Pengukuran Tingkat Ketercapaian Pencahayaan Alami pada Desain Villa Amarta dengan Pendekatan Software Modelling DIALux Evo
Abstract
Pencahayaan alami merupakan elemen penting dalam desain arsitektur karena berpengaruh terhadap kenyamanan visual, kesehatan pengguna, serta efisiensi energi bangunan. Pada bangunan hunian dan villa di iklim tropis, pemanfaatan pencahayaan alami memiliki potensi besar, namun memerlukan pengendalian yang tepat agar tidak menimbulkan silau dan panas berlebih. Penelitian ini bertujuan untuk mengukur tingkat ketercapaian pencahayaan alami pada desain Villa Amarta Dua Jogja melalui pemanfaatan bukaan kaca dengan pendekatan simulasi menggunakan perangkat lunak DIALux Evo. Metode yang digunakan adalah deskriptif kuantitatif dengan simulasi pencahayaan alami pada dua waktu pengamatan, yaitu pukul 08.00 WIB dan 16.00 WIB. Parameter penilaian mengacu pada standar SNI 6197:2020 terkait tingkat iluminansi ruang.
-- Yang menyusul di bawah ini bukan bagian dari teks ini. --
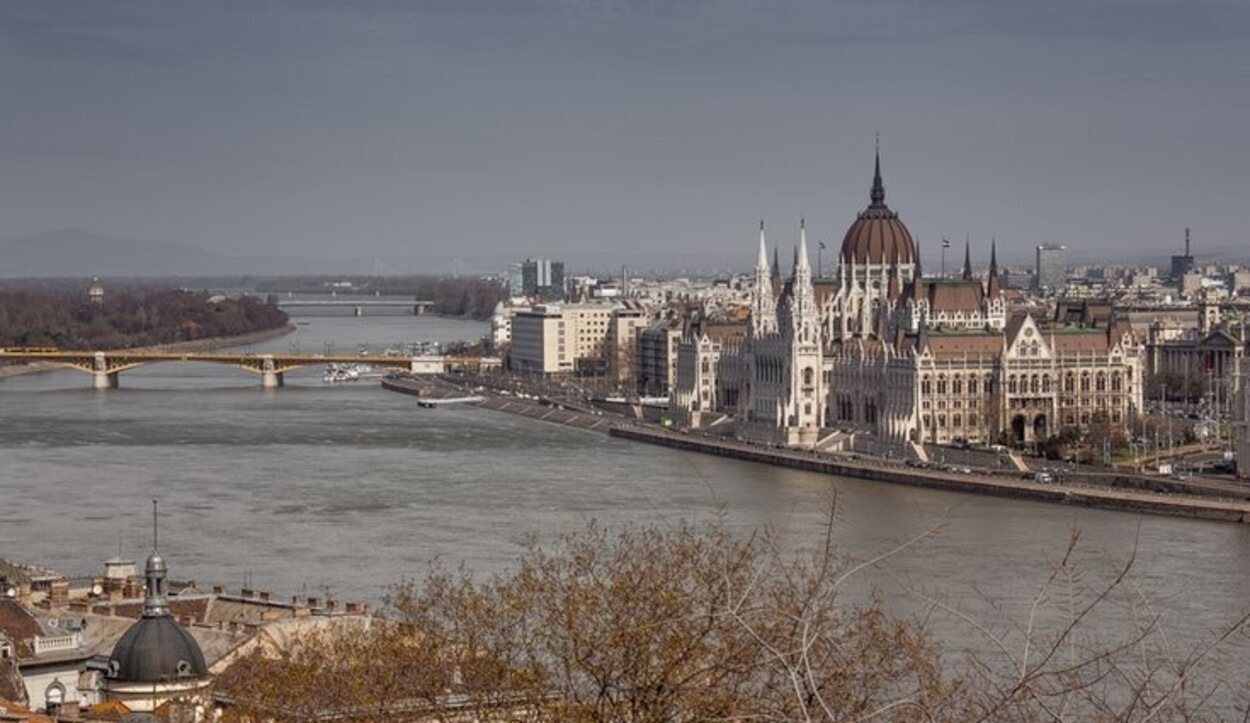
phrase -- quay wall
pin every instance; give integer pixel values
(1166, 500)
(1133, 500)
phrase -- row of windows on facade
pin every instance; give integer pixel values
(1038, 383)
(774, 370)
(958, 420)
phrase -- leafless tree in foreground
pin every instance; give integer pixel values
(695, 623)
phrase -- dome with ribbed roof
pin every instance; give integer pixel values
(878, 237)
(156, 649)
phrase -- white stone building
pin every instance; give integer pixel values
(880, 349)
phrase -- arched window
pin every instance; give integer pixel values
(55, 694)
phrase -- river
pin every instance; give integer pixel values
(318, 488)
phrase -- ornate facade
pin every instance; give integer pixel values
(881, 349)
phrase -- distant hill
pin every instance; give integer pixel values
(76, 253)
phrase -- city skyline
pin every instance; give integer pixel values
(566, 129)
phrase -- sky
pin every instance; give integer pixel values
(629, 129)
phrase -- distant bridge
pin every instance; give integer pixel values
(360, 304)
(105, 367)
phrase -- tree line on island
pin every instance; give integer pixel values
(68, 319)
(469, 297)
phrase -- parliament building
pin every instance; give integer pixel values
(879, 348)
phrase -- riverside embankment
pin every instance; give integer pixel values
(1176, 504)
(194, 345)
(1133, 500)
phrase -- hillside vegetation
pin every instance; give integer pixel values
(31, 318)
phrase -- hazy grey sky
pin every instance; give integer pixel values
(576, 128)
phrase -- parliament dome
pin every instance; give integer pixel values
(878, 237)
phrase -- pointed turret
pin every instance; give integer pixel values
(155, 604)
(994, 285)
(761, 262)
(763, 302)
(878, 193)
(800, 259)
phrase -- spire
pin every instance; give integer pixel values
(878, 193)
(155, 606)
(761, 263)
(993, 285)
(801, 258)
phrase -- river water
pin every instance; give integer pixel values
(318, 488)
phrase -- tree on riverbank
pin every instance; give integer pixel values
(30, 318)
(696, 623)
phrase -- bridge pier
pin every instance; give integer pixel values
(101, 377)
(270, 378)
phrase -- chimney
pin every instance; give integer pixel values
(60, 592)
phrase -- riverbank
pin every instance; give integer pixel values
(1201, 504)
(1123, 499)
(193, 345)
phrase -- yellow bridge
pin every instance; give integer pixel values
(105, 367)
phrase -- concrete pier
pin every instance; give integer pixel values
(270, 378)
(103, 378)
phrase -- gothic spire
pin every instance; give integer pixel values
(800, 260)
(155, 606)
(994, 285)
(878, 193)
(761, 263)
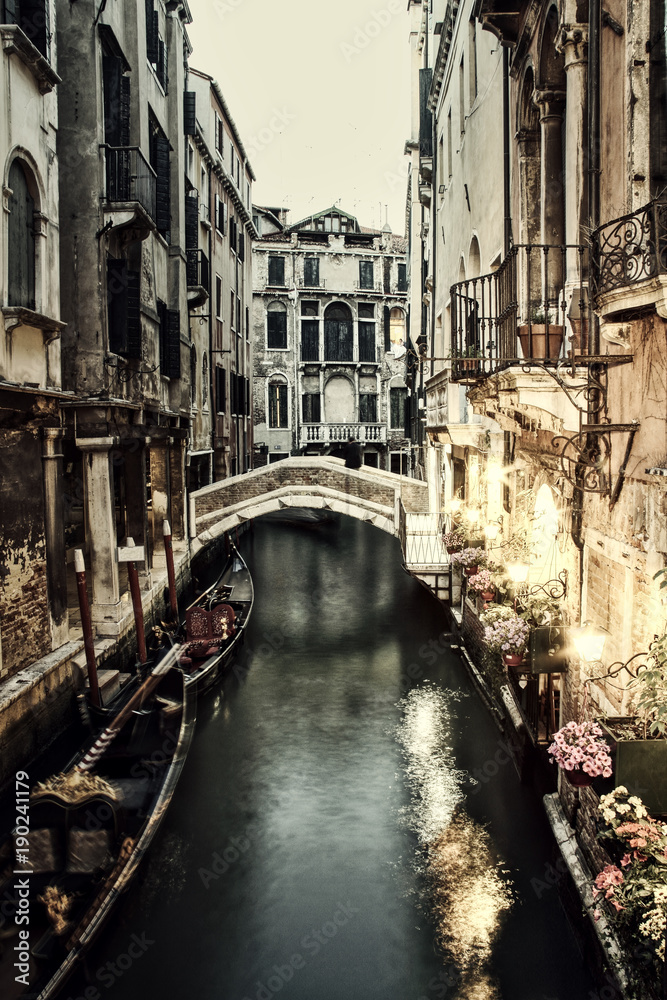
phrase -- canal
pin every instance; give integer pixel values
(347, 824)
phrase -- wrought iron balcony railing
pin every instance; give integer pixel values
(198, 270)
(630, 249)
(517, 314)
(130, 177)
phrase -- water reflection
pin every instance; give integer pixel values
(467, 893)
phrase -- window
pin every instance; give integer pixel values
(160, 163)
(220, 389)
(310, 408)
(32, 16)
(337, 333)
(276, 270)
(398, 399)
(21, 260)
(276, 327)
(368, 407)
(311, 272)
(218, 296)
(366, 332)
(402, 277)
(278, 402)
(366, 278)
(310, 340)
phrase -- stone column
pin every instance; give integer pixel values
(551, 104)
(106, 610)
(54, 531)
(160, 492)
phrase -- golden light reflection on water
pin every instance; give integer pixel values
(467, 892)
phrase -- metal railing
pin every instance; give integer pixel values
(198, 270)
(130, 177)
(518, 312)
(630, 249)
(340, 433)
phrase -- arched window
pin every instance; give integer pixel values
(278, 406)
(21, 260)
(276, 326)
(193, 376)
(338, 333)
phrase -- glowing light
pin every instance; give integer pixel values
(518, 572)
(589, 641)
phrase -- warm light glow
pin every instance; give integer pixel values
(589, 641)
(518, 572)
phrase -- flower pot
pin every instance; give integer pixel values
(578, 778)
(513, 659)
(539, 348)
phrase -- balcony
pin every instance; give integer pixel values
(199, 281)
(338, 434)
(518, 314)
(130, 185)
(630, 263)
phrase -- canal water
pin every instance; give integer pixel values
(347, 826)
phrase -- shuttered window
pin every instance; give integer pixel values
(311, 408)
(310, 340)
(278, 404)
(398, 408)
(276, 327)
(368, 407)
(21, 259)
(367, 342)
(123, 313)
(311, 272)
(276, 270)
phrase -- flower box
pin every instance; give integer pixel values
(640, 765)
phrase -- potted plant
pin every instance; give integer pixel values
(453, 539)
(581, 752)
(508, 635)
(540, 337)
(469, 560)
(482, 582)
(634, 889)
(638, 743)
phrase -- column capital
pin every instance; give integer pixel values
(572, 41)
(97, 444)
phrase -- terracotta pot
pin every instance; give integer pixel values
(540, 349)
(578, 778)
(513, 659)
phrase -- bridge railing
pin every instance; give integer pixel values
(339, 433)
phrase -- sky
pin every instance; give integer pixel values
(320, 94)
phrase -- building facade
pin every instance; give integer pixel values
(33, 599)
(330, 332)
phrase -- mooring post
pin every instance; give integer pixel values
(169, 552)
(135, 591)
(87, 626)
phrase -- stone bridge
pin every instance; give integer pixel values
(393, 503)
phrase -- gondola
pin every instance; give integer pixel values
(79, 837)
(214, 625)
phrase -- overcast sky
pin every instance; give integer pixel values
(320, 94)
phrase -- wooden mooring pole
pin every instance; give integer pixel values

Hasil simulasi menunjukkan bahwa sebagian besar ruang di Villa Amarta Dua Jogja memiliki tingkat pencahayaan alami yang sangat tinggi dan melebihi standar, terutama pada ruang dengan bukaan kaca berukuran besar dan orientasi menghadap barat. Kondisi ini berpotensi menimbulkan silau dan ketidaknyamanan visual. Penelitian ini menyimpulkan bahwa meskipun bukaan kaca efektif dalam memasukkan cahaya alami, diperlukan strategi pengendalian pencahayaan melalui pengaturan orientasi, ukuran bukaan, elemen peneduh, serta pemilihan jenis kaca agar tercapai pencahayaan alami yang nyaman dan sesuai standar.